A recent visit to STRATACA: Kansas Underground Salt Museum continues to rattle around my brain. I’ve always been a lover of caves and caverns, but the salt mines beneath Hutchinson, Kansas are a different beast. It was an addendum to a very particular mission that turned out to have more impact than I expected. Now, looking back on it a few months later, it has me questioning what it means to be “worth your salt”.

About the Salt Mine

The area toured is an older area that is now dedicated to tours and storage. It is quite dry and the temperature, as with caves, tends to stay quite constant. In the depths, you’ll find everything from some very well preserved garbage from nearly one hundred years ago to Hollywood costumes. The perfectly preserved, cardboard boxes for dynamite used to mark some paths were pretty impressive given their age. You’ll have to take the tour yourself to learn more.

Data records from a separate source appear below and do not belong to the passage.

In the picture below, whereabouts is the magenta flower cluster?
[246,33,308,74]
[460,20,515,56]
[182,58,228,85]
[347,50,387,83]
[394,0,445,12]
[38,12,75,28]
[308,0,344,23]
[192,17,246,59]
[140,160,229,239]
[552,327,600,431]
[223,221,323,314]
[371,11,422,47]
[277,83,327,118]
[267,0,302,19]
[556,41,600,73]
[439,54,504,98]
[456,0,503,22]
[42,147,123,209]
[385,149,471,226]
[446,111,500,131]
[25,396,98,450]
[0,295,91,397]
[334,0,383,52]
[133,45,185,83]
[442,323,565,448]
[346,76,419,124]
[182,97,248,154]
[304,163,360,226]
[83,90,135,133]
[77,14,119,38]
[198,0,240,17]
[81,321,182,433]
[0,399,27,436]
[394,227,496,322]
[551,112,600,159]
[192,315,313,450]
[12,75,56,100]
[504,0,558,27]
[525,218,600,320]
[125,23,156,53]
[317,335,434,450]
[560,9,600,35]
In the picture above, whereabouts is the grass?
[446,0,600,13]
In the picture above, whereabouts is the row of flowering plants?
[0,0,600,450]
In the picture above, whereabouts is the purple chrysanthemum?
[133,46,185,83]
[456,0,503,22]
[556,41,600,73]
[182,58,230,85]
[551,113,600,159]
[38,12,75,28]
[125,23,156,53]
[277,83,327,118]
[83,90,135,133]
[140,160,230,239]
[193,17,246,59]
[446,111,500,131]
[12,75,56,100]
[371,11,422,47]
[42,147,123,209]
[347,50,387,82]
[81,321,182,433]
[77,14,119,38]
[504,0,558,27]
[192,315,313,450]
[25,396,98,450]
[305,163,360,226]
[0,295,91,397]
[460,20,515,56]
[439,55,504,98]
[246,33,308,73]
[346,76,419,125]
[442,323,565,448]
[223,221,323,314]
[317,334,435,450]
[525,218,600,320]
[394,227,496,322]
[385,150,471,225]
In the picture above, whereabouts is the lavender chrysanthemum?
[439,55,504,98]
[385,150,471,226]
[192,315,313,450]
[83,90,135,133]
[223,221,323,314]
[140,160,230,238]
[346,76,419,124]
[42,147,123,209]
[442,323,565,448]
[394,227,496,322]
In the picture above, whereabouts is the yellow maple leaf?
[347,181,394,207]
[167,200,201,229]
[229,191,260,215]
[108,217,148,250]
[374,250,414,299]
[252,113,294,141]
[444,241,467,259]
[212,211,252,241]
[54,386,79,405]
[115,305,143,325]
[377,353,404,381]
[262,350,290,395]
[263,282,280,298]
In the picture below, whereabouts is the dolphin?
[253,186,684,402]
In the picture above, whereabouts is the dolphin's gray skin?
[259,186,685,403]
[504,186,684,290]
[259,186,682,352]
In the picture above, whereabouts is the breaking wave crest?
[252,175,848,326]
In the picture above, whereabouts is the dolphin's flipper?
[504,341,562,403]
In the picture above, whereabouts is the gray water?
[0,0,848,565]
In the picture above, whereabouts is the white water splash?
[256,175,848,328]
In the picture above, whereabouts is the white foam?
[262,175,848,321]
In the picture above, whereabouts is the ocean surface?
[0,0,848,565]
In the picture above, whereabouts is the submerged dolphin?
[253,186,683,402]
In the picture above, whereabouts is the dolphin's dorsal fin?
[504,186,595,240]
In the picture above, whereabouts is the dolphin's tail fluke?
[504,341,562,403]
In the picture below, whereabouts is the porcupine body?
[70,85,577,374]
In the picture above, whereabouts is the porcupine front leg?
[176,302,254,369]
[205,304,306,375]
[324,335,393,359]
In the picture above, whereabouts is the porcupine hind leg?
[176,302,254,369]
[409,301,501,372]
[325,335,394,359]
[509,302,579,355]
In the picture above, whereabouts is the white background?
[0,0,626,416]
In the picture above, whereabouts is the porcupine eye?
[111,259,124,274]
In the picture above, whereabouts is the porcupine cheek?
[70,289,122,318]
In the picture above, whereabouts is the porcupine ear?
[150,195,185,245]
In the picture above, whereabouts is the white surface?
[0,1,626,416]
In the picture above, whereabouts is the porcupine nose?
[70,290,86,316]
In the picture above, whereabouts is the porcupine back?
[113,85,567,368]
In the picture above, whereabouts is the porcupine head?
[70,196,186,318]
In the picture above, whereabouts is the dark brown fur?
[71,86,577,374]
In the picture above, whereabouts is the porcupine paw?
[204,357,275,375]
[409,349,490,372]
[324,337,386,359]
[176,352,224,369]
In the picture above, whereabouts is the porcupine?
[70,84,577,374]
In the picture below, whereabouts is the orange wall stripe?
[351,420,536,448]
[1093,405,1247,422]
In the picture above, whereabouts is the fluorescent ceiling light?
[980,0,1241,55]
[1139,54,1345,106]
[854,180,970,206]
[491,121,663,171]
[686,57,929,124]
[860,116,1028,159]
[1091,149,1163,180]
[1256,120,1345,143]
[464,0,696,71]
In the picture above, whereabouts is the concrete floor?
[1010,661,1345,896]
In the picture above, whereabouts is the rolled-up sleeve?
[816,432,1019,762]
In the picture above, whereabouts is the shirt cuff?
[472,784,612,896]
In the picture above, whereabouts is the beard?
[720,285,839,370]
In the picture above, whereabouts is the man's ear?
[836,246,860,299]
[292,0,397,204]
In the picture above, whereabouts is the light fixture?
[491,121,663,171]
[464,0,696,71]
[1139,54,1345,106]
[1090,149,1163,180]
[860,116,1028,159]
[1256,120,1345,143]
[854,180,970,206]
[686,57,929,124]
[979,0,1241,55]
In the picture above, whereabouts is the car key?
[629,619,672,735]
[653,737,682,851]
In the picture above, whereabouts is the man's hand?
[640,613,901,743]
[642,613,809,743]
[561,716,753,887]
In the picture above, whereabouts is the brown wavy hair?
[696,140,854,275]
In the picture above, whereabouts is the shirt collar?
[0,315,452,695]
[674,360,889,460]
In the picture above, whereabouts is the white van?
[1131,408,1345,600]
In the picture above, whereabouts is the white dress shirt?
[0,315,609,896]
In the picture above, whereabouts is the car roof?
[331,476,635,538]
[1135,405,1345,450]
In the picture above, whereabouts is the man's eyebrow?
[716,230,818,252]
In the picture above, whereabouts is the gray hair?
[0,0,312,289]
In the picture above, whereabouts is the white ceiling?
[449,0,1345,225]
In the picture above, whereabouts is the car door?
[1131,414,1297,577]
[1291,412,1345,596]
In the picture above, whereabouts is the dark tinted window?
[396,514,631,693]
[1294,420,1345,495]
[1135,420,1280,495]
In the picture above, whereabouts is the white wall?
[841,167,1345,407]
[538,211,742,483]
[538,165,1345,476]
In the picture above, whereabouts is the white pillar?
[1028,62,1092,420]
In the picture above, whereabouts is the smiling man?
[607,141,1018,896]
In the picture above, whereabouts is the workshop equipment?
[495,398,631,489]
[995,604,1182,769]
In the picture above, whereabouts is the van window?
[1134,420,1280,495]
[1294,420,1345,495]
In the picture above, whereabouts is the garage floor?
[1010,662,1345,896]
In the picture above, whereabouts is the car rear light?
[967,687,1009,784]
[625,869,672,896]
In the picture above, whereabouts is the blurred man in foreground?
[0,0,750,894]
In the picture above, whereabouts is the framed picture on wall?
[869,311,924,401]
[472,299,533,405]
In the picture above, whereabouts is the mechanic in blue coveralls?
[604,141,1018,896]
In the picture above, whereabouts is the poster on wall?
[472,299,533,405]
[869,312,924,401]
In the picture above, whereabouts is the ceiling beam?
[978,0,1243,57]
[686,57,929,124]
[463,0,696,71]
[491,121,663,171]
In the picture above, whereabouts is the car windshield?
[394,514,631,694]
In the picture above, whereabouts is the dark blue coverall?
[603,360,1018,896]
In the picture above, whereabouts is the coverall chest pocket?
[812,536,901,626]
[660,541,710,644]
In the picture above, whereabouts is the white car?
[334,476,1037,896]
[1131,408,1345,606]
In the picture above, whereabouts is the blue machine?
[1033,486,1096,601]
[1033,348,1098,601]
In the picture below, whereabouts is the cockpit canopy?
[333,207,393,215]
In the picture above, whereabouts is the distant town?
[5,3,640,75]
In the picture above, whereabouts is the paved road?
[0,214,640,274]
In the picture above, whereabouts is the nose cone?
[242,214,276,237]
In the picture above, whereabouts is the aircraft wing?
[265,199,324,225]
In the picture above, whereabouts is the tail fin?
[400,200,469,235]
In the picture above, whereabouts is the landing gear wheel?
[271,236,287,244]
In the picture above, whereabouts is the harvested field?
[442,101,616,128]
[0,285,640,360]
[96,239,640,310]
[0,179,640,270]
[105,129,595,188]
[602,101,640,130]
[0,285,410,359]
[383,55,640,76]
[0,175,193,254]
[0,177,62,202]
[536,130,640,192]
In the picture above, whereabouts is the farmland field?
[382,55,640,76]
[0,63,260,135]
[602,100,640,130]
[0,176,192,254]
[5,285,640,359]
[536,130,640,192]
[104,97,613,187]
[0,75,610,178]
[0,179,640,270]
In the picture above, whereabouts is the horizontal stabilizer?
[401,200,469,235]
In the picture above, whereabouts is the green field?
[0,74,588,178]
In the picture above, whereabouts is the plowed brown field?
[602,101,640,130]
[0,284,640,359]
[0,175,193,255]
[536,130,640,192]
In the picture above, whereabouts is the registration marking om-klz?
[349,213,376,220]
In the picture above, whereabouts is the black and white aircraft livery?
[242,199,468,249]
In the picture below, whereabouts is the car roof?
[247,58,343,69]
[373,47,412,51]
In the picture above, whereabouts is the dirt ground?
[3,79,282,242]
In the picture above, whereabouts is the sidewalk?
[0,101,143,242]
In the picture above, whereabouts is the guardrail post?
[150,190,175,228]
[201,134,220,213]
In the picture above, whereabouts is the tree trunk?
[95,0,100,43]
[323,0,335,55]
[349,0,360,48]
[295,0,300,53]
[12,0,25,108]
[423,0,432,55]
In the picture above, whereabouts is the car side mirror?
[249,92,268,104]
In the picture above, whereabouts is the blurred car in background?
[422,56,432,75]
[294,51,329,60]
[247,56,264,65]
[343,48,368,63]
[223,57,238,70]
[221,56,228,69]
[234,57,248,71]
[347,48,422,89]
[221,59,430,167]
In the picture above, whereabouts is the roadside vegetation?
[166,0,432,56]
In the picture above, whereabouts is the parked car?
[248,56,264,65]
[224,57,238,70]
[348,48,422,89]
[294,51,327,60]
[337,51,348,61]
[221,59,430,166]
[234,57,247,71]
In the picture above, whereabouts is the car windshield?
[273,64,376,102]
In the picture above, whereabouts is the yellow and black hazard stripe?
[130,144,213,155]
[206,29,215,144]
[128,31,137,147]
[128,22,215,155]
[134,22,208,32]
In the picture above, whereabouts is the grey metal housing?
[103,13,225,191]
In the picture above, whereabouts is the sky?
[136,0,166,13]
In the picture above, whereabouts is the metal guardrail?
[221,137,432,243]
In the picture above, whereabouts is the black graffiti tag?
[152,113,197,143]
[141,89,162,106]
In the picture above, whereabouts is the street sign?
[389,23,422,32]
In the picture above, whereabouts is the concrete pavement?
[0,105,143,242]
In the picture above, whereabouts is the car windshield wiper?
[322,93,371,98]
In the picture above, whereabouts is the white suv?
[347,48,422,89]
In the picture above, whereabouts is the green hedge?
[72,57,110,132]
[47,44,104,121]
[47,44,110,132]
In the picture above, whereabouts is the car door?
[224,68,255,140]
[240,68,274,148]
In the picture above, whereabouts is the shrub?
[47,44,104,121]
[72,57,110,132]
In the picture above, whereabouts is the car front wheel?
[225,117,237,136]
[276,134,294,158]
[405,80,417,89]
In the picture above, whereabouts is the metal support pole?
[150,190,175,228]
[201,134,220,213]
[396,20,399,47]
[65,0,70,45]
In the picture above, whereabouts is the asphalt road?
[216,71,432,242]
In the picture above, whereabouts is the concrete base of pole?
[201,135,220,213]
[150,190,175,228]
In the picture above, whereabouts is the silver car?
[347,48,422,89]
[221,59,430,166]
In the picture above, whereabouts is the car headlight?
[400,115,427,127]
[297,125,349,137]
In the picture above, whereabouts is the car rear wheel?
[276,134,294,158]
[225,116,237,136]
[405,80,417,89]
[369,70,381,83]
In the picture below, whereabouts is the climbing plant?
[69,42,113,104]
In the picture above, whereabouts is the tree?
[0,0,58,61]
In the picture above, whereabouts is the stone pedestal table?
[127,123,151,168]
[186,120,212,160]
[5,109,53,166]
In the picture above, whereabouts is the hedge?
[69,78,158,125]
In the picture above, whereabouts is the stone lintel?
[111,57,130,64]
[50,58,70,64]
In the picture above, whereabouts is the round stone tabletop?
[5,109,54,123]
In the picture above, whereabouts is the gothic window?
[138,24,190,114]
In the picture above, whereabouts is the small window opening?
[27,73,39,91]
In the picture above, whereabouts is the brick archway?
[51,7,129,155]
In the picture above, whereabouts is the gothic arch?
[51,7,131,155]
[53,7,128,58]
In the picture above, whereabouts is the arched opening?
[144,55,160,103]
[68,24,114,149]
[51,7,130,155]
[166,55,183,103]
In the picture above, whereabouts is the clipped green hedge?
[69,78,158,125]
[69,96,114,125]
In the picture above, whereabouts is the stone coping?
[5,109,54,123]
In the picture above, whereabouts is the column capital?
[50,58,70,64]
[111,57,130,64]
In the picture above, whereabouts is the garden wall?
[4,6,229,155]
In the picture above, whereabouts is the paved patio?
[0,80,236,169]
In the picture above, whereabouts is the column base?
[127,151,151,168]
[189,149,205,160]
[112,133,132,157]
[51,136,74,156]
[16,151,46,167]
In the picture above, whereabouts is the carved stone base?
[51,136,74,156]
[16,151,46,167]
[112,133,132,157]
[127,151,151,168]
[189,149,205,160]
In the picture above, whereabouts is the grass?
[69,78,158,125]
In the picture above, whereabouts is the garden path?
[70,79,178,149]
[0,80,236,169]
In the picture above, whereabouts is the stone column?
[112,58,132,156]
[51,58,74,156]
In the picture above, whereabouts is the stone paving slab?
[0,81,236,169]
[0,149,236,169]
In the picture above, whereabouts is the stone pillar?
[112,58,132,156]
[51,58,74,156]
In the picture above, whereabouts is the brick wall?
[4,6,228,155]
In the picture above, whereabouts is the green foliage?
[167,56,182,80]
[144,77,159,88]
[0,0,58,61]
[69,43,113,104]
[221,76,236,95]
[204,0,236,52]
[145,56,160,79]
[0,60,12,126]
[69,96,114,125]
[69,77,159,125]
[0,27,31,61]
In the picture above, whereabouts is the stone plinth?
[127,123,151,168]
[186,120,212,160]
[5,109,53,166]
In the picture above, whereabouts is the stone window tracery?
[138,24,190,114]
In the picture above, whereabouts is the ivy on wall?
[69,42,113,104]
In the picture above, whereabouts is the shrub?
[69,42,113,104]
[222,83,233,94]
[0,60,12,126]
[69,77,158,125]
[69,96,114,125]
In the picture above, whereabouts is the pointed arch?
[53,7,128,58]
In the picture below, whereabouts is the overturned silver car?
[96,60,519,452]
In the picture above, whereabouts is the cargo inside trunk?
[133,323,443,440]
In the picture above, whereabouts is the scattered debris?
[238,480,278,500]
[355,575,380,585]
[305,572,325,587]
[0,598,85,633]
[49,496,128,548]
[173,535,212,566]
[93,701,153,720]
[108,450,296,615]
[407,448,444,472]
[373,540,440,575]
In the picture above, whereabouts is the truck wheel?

There is a definite pattern to the mine. It’s like a waffle iron with tunnels crisscrossing, leaving large columns of material in between, acting as supports. In places, the salt has moved, causing the floor to buckle. In one place we were shown, the crews went a bit too high on the ceiling resulting in a significant collapse. All in all, it is a curious, dry, and eerie atmosphere all created for one purpose: Salt.

Worth Your Salt

I’m not sure this saying is as popular as it was in the past, but I do hear it often. What does it mean? If you are “worth your salt”, you are good at your job. One of the first things we learn about the salt mine is that the salt is not food-grade material. It has too many impurities and is used for things like salting roads to help with icing. There are even areas where the salt has so many impurities, it isn’t worth the effort to bring to the surface.

Perhaps when we say someone is “worth their salt”, we should define what kind of salt we’re talking about?

Rambling to a Point

So why bring this up today? For one, it is an interesting stop. Should you be in the vicinity and enjoy a bit of history, it is worth the visit. More importantly, at least for me, is the realization that being worth your salt is relative. Not all salt is ready for the table. There is even salt that isn’t worth throwing on the roads. Yet, if you dig a little deeper, you’ll find that salt is always worth something, even if it is just supporting the ceiling over the tunnels leading to other salt.